Bayram, bu bayramdır Turgay Ertem Sayı:
46 - Ekim / Aralık 2005
Kültürümüzün temel taşlarından biri de bayramlardır. Bunlardan bir kısmı millî ve tarihî öneme sahiptir. Cumhuriyet bayramı, hıdrellez bunlardandır. Bir kısmının da dinî değeri daha ağır basar. Ramazan orucunu tutan Müslüman, bunun sevincini bayramla yaşar. Hac ve kurban ibadeti ise kendini Allah'a adamanın şükrünü ve sevincini ifade eder. Eğer bir toplum, sevincini birlikte yaşayabiliyorsa millet olmuş demektir. Üzüntülerini, endişelerini paylaşabiliyorsa milet şuuruna sahip demektir. Çok şükür ki her türlü gayrete rağmen milletimizi, millî ve manevî değerlerinden koparıp "sürü" haline getiremediler. Milletimizi dininden kültüründen, örf adet ve geleneklerinden koparmak için, Türkü, müslümanı ve İslâmiyet'i öcü gibi gösterdiler. Dilimizi, yaşayış tarzımızı, alışkanlıklarımızı, değerlerimizi, hor gördüler. Müslümanlığını yaşamak isteyene "irticacı" dediler. Kendilerini bile bu irtica yaygarasına inandıramadılar. Gerçi bozulmalar olmadı değil. Ama başka bir millet bizim uğradığımız tahribata uğrasa idi, çoktan parçalanmıştı. Türkiye'yi de bir Yugoslavya, bir Irak, bir Afganistan yapabilirlerdi.
Hac ise İslâm âleminin önemli bir ibadetidir. Hac ibadetine benzer ibadetler başka dinlerde de var. Ama hiç biri, hac ibadeti ile boy ölçüşemez. Arefe gününün ihtişamı, o beyazlar içindeki Müslümanlar, Mina'ya sel misali, orduların hareketine benzeyen yürüyüş, gerçekten yaşanmaya değer. Arafat'a ertesi gün gidenler, bir gün önce milyonlarca insanın tekbirlerle, lebbeyklerle orada beklediğine inanmakta zorluk çekerler. Çünkü artık orada kimseler yoktur…
Televizyonda Türkistan'da kılınan bayram namazını ve sonrasında çalınan davul zurna eşliğinde hep birden oynayan ve bayramı bu şekilde anlamlandıran soydaşlarımızı görmüştüm. Gerçekten de bayram, bayram gibi kutlanıyordu…
Her bayramda söylenen, hatırlatılan en önemli husus; dargınların barışması, yaşlıların ziyaret edilmesi, bayramlarımızın asıl görevini vurgular gibidir.

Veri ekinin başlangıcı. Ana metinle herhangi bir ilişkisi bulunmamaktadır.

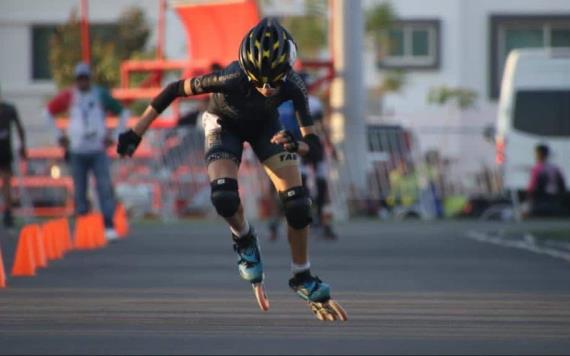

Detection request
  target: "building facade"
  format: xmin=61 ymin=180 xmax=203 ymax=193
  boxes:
xmin=363 ymin=0 xmax=570 ymax=179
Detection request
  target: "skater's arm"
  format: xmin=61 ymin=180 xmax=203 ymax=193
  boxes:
xmin=133 ymin=65 xmax=236 ymax=136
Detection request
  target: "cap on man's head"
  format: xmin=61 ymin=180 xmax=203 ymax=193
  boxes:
xmin=75 ymin=62 xmax=91 ymax=78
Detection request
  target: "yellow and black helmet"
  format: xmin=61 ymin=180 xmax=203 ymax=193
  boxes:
xmin=239 ymin=18 xmax=297 ymax=86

Sıla-yı rahim denilen anne ve babanın, akrabaların bulunduğu yerin ziyareti hadislerle teşvik edilmiştir.
Günümüzde bayramları sadece tatil imkânı olarak gören insanlar da var elbette. Ancak bu düşünceye sahip olanların hayatın koşuşturmaları içinde âdeta boğulduklarını görüyoruz. Bence dünyanın hiçbir nimeti insanın kendisini bu kadar hırpalamasına değmez. Bayramları bayram gibi kutlamak, sevinçle yardımlaşmayla süslemek, bu vesileyle dostlukları pekiştirmek ne güzeldir.
En büyük bayramı ise; Rabbimize, O'nun rahmeti sayesinde, hesabımızı en güzel şekilde verdiğimiz zaman yaşayacağız inşallah. EN GÜZEL BAYRAM, BU BAYRAMDIR.